Faced with this prospect, the idea of the donor transplant began to make more sense.  I understood that the donor transplant was high risk, particularly in “heavily pretreated” patients, as everyone seemed to like to refer to me these days.

I was often quoted a mortality rate of about 20 percent for the process.  But what was 20 percent versus the alternative, which seemed to me to be a slow inevitable demise.

The donor transplant seemed to at least offer a chance for some longer-term meaningful disease control and even, dare I say, a cure.  It was in my mind my last best shot.

The one catch is that almost everyone agreed that in order for the donor transplant to have any chance of working, I needed to go into the process with fairly good disease control in order to give the donor cells a chance to take over and fight the myeloma cells (the graft-versus-myeloma effect).

Fortunately, I responded surprisingly well to a couple of cycles of chemotherapy with Velcade ^[3] (bortezomib), thalidomide ^[4] (Thalomid), and dexamethasone ^[5] (Decadron) plus cisplatin, doxorubicin ^[6] (Adriamycin), cyclophosphamide ^[7] (Cytoxan), and etoposide (known as VTD-PACE).  It brought my myeloma under control enough to make the transplant possible and for the transplant team at Moffitt Cancer Center, where I am being treated, to be onboard with Dr. Anderson.

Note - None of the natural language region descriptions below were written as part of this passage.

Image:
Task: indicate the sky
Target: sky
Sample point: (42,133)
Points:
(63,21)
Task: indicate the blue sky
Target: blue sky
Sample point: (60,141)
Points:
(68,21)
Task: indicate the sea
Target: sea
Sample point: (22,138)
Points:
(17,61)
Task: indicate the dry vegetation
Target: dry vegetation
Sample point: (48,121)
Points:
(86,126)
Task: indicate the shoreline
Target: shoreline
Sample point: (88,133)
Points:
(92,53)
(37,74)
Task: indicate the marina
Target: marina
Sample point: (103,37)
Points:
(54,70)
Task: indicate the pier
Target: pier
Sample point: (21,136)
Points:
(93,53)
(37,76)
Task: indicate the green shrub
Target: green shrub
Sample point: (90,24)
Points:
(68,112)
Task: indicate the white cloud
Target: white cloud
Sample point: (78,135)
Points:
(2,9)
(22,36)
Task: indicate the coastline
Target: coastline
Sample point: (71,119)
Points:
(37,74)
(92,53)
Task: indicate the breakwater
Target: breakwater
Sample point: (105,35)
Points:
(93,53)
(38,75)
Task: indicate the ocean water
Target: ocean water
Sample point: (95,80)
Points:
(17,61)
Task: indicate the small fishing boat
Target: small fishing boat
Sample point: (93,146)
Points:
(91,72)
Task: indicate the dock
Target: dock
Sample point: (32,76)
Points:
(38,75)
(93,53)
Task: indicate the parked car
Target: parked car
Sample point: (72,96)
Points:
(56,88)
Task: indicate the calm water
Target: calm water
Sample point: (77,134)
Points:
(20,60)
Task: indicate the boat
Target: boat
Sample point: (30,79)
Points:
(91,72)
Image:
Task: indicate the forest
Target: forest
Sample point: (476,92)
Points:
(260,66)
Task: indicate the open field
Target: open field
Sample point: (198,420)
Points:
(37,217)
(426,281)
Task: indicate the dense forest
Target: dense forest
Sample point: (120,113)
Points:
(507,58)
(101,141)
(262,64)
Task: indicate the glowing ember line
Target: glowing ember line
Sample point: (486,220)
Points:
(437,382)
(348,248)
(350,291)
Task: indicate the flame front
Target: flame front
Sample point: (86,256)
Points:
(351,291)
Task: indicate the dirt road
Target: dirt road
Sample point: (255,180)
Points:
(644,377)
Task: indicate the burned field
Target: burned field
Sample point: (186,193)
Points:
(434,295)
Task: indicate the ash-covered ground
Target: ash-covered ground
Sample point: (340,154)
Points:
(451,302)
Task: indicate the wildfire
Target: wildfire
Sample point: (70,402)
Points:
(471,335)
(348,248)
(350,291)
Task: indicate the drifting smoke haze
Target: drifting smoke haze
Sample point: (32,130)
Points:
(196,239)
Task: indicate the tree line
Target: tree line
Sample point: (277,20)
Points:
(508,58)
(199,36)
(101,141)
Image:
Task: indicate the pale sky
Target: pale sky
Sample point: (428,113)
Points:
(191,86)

The donor for an allogeneic transplant can be a sibling, if they are a match, or a matched unrelated donor from an international database.

Despite having two sisters, neither were a match for me.  I did have several perfect matches in the database, and a donor from Germany was found.

There was an excellent article ^[8] in The Myeloma Beacon last week about a German study of donor transplants followed by Revlimid ^[9] (lenalidomide) maintenance therapy.  The article outlines some of the details of the process.

In an autologous stem cell transplant, high dose chemotherapy is given to wipe out the immune system and any cancer cells, and than the patient’s harvested stem cells are given back to jump start the immune system again.

In a donor transplant, the process starts out the same with high dose chemo.  However, since the cells come from a donor, there is the issue of the new cells trying to fight the cells in your body (graft-versus-host disease).  This can affect almost any organ system and requires long term immunosuppressive medications and very close monitoring.

About a week before the planned day of admission for my transplant, I developed a mild upper respiratory infection.  The transplant team was adamant that we could not proceed until the virus was completely cleared from my system.  This set everything back close to a month.

Finally, the big day did come, and I was admitted to the Bone Marrow Transplant Unit at Moffitt.  I received five days of chemo, and after a day of rest, I received a transfusion of the donor cells and was also started on immunosuppressive medications.

Similar to autologous stem cell transplants, it takes about 10 to 14 days for the new cells to engraft or to take hold in the bone marrow, but the recovery from the donor transplant is much more difficult and complicated.

The fatigue is worse, the number of problems that can arise is much greater, and the intensity of the care and monitoring is also much greater.

During my almost three weeks in the hospital, I hit several bumps in the road, which I will write about in future columns.  Fortunately, my transplant doctor Dr. Claudio Anasetti and the transplant team at Moffitt seemed to be on top of everything, and they very quickly headed off problems as they arose.

So, here I am at day 30.  I am home recovering, feeling like I am on the right track and that I have left nothing on the table.  No matter how it turns out, I have done everything that I can do to give myself my best shot.